BEIRUT: Lebanese construction and industrial companies showed guarded confidence about the nation’s economic future amid the gleam of new machinery and home fixtures at the Project Lebanon exhibition held at BIEL through Friday.
Thousands of people, ranging from industry insiders to homeowners planning renovations, marveled at the conspicuous display of construction equipment and accessories.
Several companies said that despite the tough economic situation in Lebanon, their firms had weathered the storm and were confident that the coming months would herald an improved financial situation.
“We’re doing OK,” said Mounir Azzi of concrete company Procrete.
A bit of meteorological luck allowed Procrete and other such firms an uncommonly productive winter.
“Usually, in winter we don’t have many projects, because of the weather conditions. This winter, we had many projects going on throughout the season because the season was so mild.”
In the summer months, the company’s work on residential projects and office buildings is fair. “We have reservations for the next two months ahead,” he said. “But previously, we used to have the whole summer reserved.”
To avoid the red during the past year, Procrete has invested in its sales team, he explained, which has produced a positive return. Sales, he said, were better this year than last.
Procrete isn’t the only company that has altered its business model in light of the economic situation.
“We’ve shifted our market toward the outside,” said Mohammad Shmaytilly of Dalal Steel. “We are working in Iraq and Jordan.”
Wissam Hijazi, the CEO of Staunch Machinery, said that exports were what had allowed his company to come out of the past year financially unscathed.
“In Lebanon, if you want to live, you have to think about outside.”
The African market, he said, is particularly hot at the moment. Workers in his Sidon factory are busier than ever manufacturing products ranging from construction machinery to generators.
Still, the Lebanese market is alive and well, Shmaytilly said.

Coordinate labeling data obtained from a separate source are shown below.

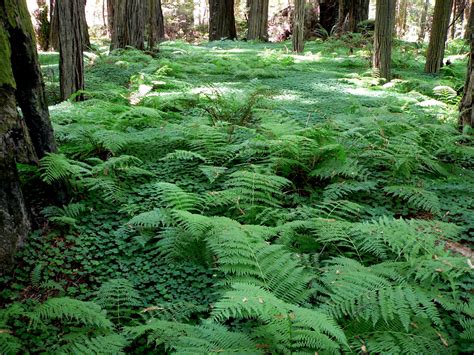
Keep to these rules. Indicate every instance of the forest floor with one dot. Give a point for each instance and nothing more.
(259, 135)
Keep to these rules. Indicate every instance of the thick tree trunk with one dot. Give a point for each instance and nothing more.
(342, 17)
(298, 26)
(328, 12)
(71, 61)
(221, 20)
(384, 25)
(439, 33)
(424, 17)
(21, 139)
(156, 25)
(466, 112)
(258, 20)
(86, 42)
(128, 24)
(358, 11)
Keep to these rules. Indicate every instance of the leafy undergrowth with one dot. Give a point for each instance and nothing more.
(234, 197)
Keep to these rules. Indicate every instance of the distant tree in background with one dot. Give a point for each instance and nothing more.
(466, 111)
(70, 34)
(258, 20)
(156, 24)
(23, 138)
(384, 26)
(328, 14)
(298, 26)
(127, 23)
(438, 36)
(423, 21)
(221, 20)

“We’re manufacturing more and more houses, and we have about 700 employees right now,” he said.
Having won valuable construction contracts from the United Nations and the Lebanese Army this year, Shmaytilly said Dalal Steel had improved its manufacturing techniques and its efficiency.
The political stalemate in the country, however, has led some contractors to balk at the prospect of large-scale projects, said Anthony Abdel-Massih, whose company is the exclusive dealer of Volvo construction machinery in Lebanon.
“Now the government is a little bit lost for the moment, so funds are not going straight to the contractors, and they are a bit risk averse,” he said.
While ground is being broken on some large-scale projects in Lebanon, Abdel-Massih said the country was seeing such developments realized on a smaller scale than in years past. Still, Abdel-Massih Trading Company is opening a massive new showroom and has launched new construction products for the Lebanese market.
“We’re trying to be positive and stay optimistic,” he said. “We’re staying on top of the market.”
Samer Halabu of Sibline Building Materials said ample evidence suggested the Lebanese construction market was still going strong.
“In comparison with what’s going on today in Abu Dhabi, I can see more projects going up in Beirut,” he said. “There are more and more cranes, more and more developers investing in Beirut and parts of Mount Lebanon. I’m seeing a lot of sites that have just started.”
“We see opportunities, because we see a market,” he said of Lebanon and the Levant in general. “In Syria, things will calm down, and there will be things for us to do there.”